Simons Machine Learning Center
at the New York Structural Biology Center
The Simons Machine Learning Center (SMLC) is a Simons Foundation funded initiative and is part of the Simons Electron Microscopy Center at the New York Structural Biology Center.
We are building a team of machine learning, computer vision, and computational biology experts to push the boundaries of machine learning and structural biology. Machine learning is transforming protein and structural biology, but new methods are needed to fully integrate machine learning into the structural biology workflow and to incorporate biophysical knowledge into our algorithms. Our mission is to develop machine learning algorithms and software for better understanding and predicting the structures of biological molecules and for linking those structures with functional properties. Our interests span algorithms for accelerating structure determination and image analysis to methods for modeling protein sequence, structure, function, and beyond. As part of NYSBC, we have unprecedented access to state-of-the-art instruments, technologists, and structural biologists.

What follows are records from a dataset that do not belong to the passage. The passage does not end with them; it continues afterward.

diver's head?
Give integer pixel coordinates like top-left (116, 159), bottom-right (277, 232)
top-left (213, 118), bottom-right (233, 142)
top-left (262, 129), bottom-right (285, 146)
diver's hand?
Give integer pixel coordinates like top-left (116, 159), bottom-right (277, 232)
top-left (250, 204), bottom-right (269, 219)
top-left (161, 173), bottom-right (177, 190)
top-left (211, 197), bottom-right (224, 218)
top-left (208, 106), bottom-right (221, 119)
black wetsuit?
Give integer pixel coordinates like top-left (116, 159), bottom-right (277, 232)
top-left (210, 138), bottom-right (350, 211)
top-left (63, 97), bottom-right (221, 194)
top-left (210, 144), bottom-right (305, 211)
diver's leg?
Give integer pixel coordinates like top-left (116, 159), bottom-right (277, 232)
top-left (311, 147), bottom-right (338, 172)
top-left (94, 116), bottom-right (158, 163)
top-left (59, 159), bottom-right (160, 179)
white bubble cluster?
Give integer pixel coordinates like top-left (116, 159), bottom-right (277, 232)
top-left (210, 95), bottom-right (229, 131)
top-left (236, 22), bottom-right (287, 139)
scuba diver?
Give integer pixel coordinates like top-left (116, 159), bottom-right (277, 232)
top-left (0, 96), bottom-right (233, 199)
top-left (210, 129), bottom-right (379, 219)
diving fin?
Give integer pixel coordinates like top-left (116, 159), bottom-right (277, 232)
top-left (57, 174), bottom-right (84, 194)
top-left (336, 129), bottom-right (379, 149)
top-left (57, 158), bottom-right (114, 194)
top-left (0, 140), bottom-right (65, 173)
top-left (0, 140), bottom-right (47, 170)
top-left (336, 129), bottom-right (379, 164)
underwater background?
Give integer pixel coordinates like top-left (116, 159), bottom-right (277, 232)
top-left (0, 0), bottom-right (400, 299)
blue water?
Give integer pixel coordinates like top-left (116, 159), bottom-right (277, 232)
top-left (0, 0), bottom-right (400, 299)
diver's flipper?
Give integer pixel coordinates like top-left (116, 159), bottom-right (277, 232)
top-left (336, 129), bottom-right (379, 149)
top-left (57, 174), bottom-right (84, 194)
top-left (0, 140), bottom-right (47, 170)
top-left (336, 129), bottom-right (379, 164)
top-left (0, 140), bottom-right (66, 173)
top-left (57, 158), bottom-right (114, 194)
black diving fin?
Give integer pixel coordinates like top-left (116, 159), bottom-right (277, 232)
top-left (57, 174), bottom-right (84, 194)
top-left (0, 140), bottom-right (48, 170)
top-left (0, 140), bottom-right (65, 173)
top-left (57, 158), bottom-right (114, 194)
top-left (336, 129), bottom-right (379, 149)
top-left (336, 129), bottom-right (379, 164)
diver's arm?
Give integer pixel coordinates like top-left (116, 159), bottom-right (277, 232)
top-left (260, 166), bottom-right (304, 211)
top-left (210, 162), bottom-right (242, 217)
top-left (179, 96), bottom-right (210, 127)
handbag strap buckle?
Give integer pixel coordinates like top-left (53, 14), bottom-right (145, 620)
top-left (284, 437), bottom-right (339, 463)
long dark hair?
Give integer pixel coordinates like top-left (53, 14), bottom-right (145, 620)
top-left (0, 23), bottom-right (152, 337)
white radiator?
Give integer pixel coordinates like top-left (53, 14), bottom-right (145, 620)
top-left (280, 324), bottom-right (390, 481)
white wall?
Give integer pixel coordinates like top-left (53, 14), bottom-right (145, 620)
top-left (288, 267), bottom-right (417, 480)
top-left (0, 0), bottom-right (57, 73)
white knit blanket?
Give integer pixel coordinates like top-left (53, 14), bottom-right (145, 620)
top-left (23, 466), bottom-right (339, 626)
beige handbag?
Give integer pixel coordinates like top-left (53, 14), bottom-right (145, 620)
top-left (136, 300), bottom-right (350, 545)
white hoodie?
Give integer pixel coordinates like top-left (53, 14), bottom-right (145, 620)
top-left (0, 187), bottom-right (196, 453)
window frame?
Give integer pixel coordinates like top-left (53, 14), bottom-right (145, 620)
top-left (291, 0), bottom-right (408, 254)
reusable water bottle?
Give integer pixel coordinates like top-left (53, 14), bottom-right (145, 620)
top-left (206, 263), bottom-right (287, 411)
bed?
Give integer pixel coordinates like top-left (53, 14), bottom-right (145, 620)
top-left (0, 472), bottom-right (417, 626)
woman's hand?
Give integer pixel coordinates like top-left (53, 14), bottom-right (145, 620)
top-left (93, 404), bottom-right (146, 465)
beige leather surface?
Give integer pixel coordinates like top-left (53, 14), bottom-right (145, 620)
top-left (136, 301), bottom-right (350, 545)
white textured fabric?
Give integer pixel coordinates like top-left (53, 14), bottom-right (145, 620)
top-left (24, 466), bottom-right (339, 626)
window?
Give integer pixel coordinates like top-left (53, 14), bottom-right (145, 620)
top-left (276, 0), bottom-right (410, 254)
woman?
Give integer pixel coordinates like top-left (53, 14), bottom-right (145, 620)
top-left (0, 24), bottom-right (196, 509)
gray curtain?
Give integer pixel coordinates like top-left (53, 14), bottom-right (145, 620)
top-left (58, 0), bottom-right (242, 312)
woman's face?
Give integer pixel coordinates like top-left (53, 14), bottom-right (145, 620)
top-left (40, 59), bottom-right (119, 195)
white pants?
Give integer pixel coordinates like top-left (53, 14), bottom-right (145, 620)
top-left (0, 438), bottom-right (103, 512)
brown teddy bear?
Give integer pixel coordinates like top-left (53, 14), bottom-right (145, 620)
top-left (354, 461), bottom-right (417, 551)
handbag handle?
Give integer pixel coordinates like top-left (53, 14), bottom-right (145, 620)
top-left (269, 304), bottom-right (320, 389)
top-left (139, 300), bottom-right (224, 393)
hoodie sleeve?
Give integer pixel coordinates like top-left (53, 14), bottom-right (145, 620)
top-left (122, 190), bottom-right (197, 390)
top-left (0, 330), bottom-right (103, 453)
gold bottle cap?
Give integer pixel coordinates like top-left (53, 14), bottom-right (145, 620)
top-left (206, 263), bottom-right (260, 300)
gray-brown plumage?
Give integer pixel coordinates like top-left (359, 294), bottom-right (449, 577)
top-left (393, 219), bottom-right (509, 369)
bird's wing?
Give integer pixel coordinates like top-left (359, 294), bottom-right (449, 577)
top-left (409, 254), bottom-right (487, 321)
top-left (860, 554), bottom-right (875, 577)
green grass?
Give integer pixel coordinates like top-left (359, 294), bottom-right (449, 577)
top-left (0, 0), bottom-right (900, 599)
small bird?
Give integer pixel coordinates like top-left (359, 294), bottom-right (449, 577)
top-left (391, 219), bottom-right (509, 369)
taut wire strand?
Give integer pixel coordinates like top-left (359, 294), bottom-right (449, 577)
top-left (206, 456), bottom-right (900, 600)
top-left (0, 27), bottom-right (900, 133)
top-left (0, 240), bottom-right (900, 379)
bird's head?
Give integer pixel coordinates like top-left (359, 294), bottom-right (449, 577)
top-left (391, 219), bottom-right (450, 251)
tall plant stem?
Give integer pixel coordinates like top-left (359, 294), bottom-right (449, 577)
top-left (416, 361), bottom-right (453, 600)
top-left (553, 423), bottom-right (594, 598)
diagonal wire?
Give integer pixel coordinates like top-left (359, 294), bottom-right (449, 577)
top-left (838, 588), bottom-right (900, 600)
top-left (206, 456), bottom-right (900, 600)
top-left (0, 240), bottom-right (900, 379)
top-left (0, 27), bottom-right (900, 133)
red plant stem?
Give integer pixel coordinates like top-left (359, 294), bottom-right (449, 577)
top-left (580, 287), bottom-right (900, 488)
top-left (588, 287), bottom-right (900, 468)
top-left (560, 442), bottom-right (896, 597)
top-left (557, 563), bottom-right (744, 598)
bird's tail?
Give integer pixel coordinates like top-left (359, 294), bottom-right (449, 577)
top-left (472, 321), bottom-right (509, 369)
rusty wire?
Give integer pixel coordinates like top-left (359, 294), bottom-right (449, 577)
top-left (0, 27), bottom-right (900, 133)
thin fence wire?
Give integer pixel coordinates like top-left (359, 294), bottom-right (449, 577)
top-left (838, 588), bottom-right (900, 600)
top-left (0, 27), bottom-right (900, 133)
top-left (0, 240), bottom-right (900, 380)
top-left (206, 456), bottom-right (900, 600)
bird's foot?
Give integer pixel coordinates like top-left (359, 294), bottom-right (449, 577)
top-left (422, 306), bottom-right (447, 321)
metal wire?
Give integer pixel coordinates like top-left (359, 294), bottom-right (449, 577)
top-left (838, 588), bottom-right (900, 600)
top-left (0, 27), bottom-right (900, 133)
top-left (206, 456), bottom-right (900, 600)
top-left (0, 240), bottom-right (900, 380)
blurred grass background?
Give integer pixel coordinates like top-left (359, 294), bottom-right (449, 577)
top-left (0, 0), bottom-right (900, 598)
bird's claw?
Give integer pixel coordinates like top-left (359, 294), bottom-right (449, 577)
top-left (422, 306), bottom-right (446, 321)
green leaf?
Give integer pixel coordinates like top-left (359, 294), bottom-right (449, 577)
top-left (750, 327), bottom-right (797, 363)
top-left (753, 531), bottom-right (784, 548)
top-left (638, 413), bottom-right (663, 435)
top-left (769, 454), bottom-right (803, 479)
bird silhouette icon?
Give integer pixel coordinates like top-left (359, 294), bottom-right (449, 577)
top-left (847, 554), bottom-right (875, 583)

Learn more about our research.
Topaz and Topaz-Denoise
Topaz is a software package for particle picking in cryo-electron micrographs using convolutional neural networks and positive-unlabeled learning. Topaz is free and open source and contains pretrained general purpose particle picking models, a stand alone GUI, and cryoSPARC, RELION, and Scipion integration. Topaz now also includes neural networks for micrograph and tomogram denoising with Topaz-Denoise.
Spatial-VAE (continuous classification)
Spatial-VAE is a method for learning continuous latent variable models of images that are robust to uninteresting pose transformations (i.e. rotation and translation). This method is useful for continuous 2d classification of flexible proteins in cryoEM images and has been further developed into a complete 3d reconstruction solution in cryoDRGN by Ellen Zhong at MIT.